A total of 379 NSCLC patients were enrolled. Twelve single nucleotide polymorphisms (SNPs) of PD-1, PD-L1, and CTLA-4 genes were selected and genotyped. The associations of SNPs with chemotherapy response and overall survival (OS) were analyzed.

Results

Among the 12 SNPs investigated, PD-L1 rs2297136T>C and rs4143815C>G were significantly associated with clinical outcomes after chemotherapy. The rs2297136T>C was significantly associated with both better chemotherapy response and better OS, and the rs4143815C>G had a significantly better response to chemotherapy. Consistent with the individual genotype analyses, rs2297136C-rs4143815G haplotype (ht4) carrying variant alleles at both loci was significantly associated with better chemotherapy response and OS compared with combined other haplotypes.

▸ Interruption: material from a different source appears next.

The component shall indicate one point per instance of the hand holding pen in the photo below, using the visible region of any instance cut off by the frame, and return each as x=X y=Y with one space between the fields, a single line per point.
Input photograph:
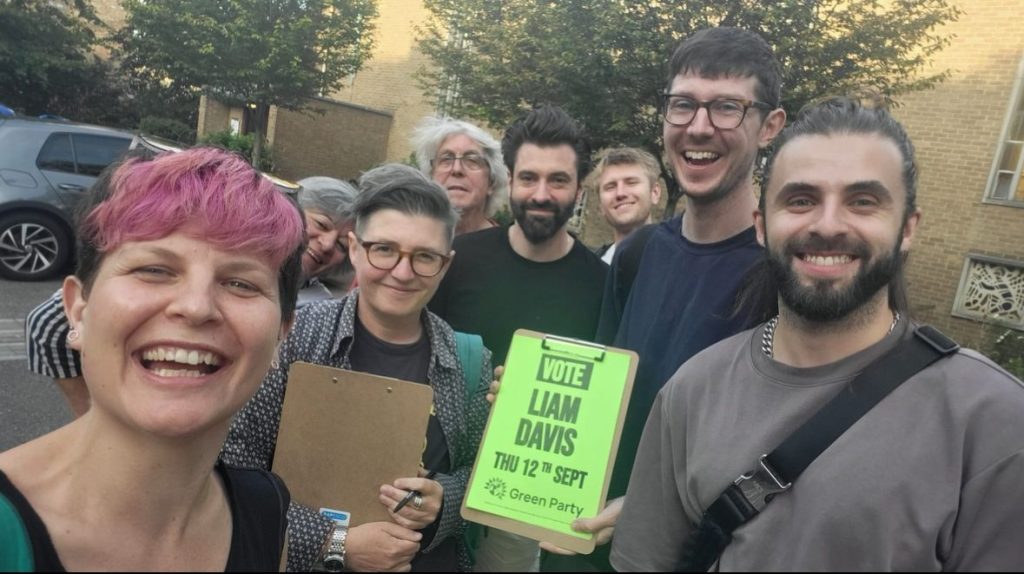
x=413 y=502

Patients with at least one ht4 had significantly better chemotherapy response and OS compared to those without ht4.

Conclusions

PD-L1 rs2297136T>C and rs4143815C>G polymorphisms may be useful for the prediction of clinical outcome of 1st line paclitaxel-cisplatin chemotherapy in NSCLC. Further studies are needed to confirm our findings and to understand the role of PD-L1 in the chemotherapy outcome of NSCLC patients.

Clinical trial identification

N/A

Legal entity responsible for the study

Kyungpook National University

Funding

Ministry of Health & Welfare

Disclosure

All authors have declared no conflicts of interest.